La foi de Sœur Marguerite, qui déplace des montagnes contre l’exclusion scolaire
par Sylvain Rakotoarison
mardi 10 septembre 2024
« Elle a le visage d'un ange prêté pour trop peu de temps à la Terre. » (Jacques Séguéla, 2006).
Ce dimanche 8 septembre 2024, je voudrais rendre hommage à une femme superbe, Sœur Marguerite, qui fête son 98e anniversaire. Tant d'années et autant de foi dans la vie, dans l'espérance d'un avenir meilleur, cela réconforte quand on lit tellement de mauvaises nouvelles, tellement de déclinisme, de pessimisme. Et puis, il est quand même quelques personnes charitables qui se sont engagées auprès de Dieu qui ne devraient pas décevoir, même après leur mort.
Dans le petit monde des religieuses, il y a beaucoup de sœurs Marguerite. La Sœur Marguerite que je veux honorer ici s'appelle pour l'état-civil Marguerite Tiberghien, née le 8 septembre 1926 à Roubaix, dans le Nord. Elle s'est engagée en 1948 dans les ordres chez les Filles de la charité de saint Vincent de Paul. Après avoir enseigné dans l'agglomération de Lille, Sœur Marguerite est partie en 1972 au Congo-Brazzaville pour enseigner également (le régime de ce pays africain était communiste de 1969 à 1992). Elle avait alors 46 ans.
Sa grande réalisation, ce fut d'avoir fondé l'École spéciale de Brazzaville en octobre 1975 qui permet de scolariser gratuitement les exclus, des enfants très pauvres ou en situation de handicap, des enfants déscolarisés, des adultes illettrés, etc. sur le programme de l'enseignement primaire en langue française. Elle y a enseigné la lecture et l'écriture pendant près de trente années, jusqu'en septembre 2004 où elle a pris sa retraite et est retournée vivre à Paris comme l'y conviait sa congrégation (elle avait 78 ans !). Cette école a essaimé et a fait des petites. En tout, 30 000 Congolais ont bénéficié de cette école très singulière et ont échappé à l'illettrisme. Sœur Marguerite a su trouver des financements tout au long de ces années, soit des pouvoirs publics (notamment congolais et français) soit d'origine privée (donateurs, etc.).

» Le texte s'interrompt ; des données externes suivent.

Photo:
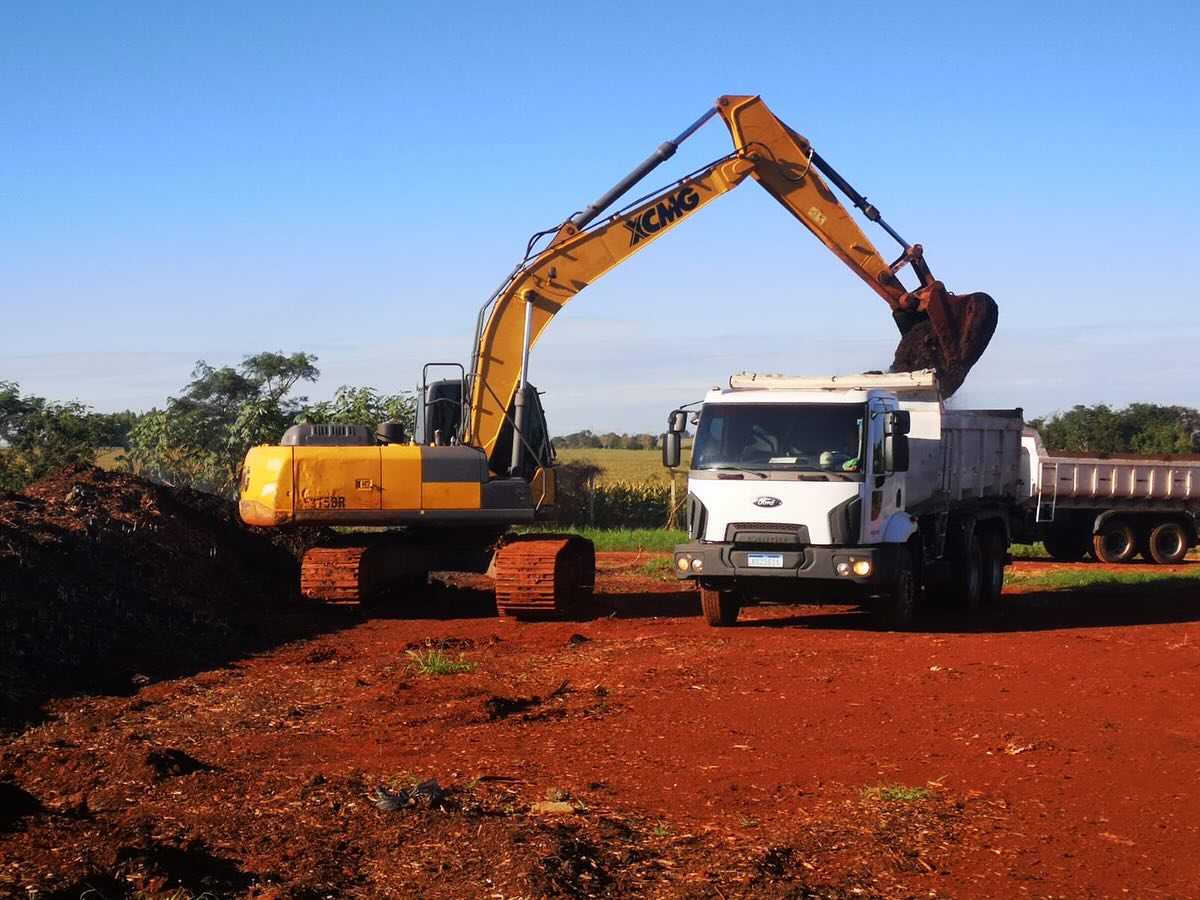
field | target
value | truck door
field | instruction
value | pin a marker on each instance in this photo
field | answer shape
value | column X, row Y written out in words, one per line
column 883, row 491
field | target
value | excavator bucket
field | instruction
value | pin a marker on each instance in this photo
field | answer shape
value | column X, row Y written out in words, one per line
column 946, row 331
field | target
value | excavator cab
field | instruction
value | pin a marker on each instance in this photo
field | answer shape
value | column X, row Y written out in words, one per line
column 441, row 420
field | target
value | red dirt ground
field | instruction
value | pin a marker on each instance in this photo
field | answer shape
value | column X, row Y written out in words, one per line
column 1050, row 747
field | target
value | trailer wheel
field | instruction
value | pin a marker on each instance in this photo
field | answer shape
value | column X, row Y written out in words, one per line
column 1168, row 544
column 991, row 545
column 1115, row 543
column 720, row 607
column 898, row 607
column 1067, row 545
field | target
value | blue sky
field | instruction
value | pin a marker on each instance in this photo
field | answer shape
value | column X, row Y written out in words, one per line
column 208, row 181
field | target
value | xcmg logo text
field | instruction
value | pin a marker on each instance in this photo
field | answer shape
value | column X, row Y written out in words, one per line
column 663, row 214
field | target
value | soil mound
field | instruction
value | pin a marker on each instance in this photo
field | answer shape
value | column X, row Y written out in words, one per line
column 108, row 580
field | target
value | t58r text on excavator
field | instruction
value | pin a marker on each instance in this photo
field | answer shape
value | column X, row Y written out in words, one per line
column 481, row 460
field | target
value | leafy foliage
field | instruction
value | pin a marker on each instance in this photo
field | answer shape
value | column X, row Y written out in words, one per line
column 1138, row 429
column 202, row 436
column 609, row 441
column 365, row 405
column 40, row 436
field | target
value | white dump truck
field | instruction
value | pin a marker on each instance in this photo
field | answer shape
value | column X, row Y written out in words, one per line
column 861, row 486
column 1111, row 507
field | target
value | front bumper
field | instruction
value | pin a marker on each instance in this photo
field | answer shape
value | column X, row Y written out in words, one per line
column 721, row 562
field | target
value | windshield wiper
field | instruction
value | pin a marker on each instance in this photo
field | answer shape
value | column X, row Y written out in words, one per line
column 736, row 468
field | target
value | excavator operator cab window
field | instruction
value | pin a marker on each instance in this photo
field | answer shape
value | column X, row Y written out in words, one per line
column 439, row 412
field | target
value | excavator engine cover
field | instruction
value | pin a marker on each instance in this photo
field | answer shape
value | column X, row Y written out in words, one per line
column 947, row 333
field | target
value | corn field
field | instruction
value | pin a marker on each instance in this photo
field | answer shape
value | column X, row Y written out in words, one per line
column 583, row 499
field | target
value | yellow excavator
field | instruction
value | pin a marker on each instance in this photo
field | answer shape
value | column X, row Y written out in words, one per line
column 480, row 460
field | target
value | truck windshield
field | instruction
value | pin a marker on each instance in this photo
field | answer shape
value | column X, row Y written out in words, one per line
column 771, row 437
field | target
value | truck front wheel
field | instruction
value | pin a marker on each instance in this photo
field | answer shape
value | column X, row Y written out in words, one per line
column 1168, row 544
column 720, row 607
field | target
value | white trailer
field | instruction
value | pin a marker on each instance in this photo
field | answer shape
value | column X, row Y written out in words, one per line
column 1111, row 507
column 862, row 486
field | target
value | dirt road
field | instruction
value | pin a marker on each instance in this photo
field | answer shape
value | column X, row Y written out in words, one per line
column 1049, row 747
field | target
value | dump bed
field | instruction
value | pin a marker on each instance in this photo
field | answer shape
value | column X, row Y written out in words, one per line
column 1101, row 480
column 975, row 456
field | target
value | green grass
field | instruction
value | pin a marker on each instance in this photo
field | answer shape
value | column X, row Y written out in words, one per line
column 627, row 539
column 895, row 793
column 627, row 466
column 1029, row 551
column 437, row 661
column 1086, row 577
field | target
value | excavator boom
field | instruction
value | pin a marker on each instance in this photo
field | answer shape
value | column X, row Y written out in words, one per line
column 939, row 330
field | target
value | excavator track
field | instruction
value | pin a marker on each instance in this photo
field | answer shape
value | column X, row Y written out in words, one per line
column 544, row 576
column 334, row 574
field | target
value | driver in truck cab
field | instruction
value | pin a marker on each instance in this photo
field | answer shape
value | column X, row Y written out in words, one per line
column 845, row 457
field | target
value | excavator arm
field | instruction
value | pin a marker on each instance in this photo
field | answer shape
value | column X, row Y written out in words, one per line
column 939, row 329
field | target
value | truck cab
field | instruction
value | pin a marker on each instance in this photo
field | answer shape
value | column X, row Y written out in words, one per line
column 844, row 487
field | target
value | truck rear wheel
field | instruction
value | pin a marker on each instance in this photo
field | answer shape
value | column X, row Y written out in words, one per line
column 899, row 606
column 720, row 607
column 1115, row 543
column 1168, row 544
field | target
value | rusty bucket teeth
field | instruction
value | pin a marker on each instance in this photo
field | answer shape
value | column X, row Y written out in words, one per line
column 544, row 576
column 951, row 335
column 333, row 574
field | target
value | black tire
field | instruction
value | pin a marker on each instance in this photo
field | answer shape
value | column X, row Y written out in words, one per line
column 897, row 609
column 1067, row 545
column 1168, row 544
column 991, row 546
column 965, row 587
column 1115, row 543
column 720, row 607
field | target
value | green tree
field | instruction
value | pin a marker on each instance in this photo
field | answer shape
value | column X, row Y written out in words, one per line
column 366, row 406
column 203, row 435
column 1138, row 429
column 40, row 436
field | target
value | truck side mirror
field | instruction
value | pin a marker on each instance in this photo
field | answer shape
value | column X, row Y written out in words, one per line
column 898, row 423
column 672, row 449
column 895, row 453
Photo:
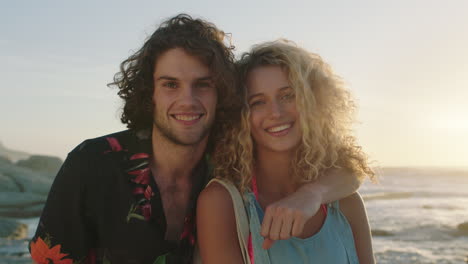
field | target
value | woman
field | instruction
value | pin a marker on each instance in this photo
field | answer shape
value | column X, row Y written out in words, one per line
column 294, row 126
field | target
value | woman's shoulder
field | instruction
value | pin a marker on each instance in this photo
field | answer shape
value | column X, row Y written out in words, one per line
column 353, row 208
column 215, row 198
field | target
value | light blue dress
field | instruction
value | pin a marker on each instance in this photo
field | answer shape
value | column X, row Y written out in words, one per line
column 333, row 244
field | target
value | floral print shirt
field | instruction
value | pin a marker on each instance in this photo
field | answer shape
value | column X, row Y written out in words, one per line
column 104, row 207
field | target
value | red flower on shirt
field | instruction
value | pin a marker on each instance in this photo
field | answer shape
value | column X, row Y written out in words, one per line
column 41, row 253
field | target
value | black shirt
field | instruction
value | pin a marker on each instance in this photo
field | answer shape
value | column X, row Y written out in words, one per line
column 104, row 207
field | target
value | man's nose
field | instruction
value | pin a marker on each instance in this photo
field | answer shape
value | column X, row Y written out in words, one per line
column 187, row 95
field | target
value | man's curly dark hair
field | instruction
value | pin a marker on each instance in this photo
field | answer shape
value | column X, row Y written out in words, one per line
column 198, row 38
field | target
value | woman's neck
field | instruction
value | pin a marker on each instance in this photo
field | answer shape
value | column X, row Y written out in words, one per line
column 274, row 177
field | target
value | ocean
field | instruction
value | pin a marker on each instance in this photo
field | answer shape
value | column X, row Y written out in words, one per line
column 414, row 215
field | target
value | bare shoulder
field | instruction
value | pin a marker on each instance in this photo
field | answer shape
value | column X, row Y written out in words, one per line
column 215, row 213
column 354, row 210
column 215, row 196
column 214, row 206
column 352, row 206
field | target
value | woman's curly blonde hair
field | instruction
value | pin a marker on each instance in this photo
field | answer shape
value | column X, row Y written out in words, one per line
column 326, row 112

Au-delà de l'enseignement primaire, cette école assure aussi une formation professionnelle (menuiserie, jardinage, couture) et des activités d'éveil pour les élèves (enfants et adultes) atteints d'un handicap mental. Ces derniers restent à la charge de leur famille mais avec cette formation, ils ont progressé dans leur ouverture au monde, ce qui a renforcé leur intégration sociale. Les effectifs de l'école sont passés de 80 en 1975 à 2 500 en 2011. À partir du début des années 2000, en effet, c'est tout un réseau d'écoles qui a été mis en place pour instruire les exclus.
Toutes ces structures se basent sur les quatre principes suivants : accueil des exclus de l'école primaire, coexistence des trois sections pédagogiques (A : adultes de plus de 20 ans pour alphabétisation et préparation au CEP ; J pour enfants de moins de 14 ans pour atteindre le niveau CM2 ; T pour enfants de plus de 14 ans pour alphabétisation et préparation au CEP) et des ateliers professionnels ; gratuité avec participation financière libre des familles ; gestion d'un comité d'entraide.
Le 6 octobre 2021 (dans un entretien accordé à Marie Alfred Ngoma pour l'Agence d'information d'Afrique centrale), Sœur Marguerite a raconté ses débuts : « Nous avons commencé dans une salle qui n’était pas une classe. (…) Notre travail était d’assurer l’apprentissage de la lecture par la méthode syllabique mimée avec des gestes. Nous avions, pour chaque lettre de l’alphabet, une histoire accolée. Par exemple, celle de la lettre A, c’est l’histoire d’une jeune fille qui s’appelle Anne qui s’émerveille et exprime sa joie avec un énorme sourire devant la robe achetée par sa mère. La classe s’interroge : pourquoi Anne est contente ? Elle est contente parce que sa mère lui a acheté une belle robe. S’en suit l’exclamation Ah ! ».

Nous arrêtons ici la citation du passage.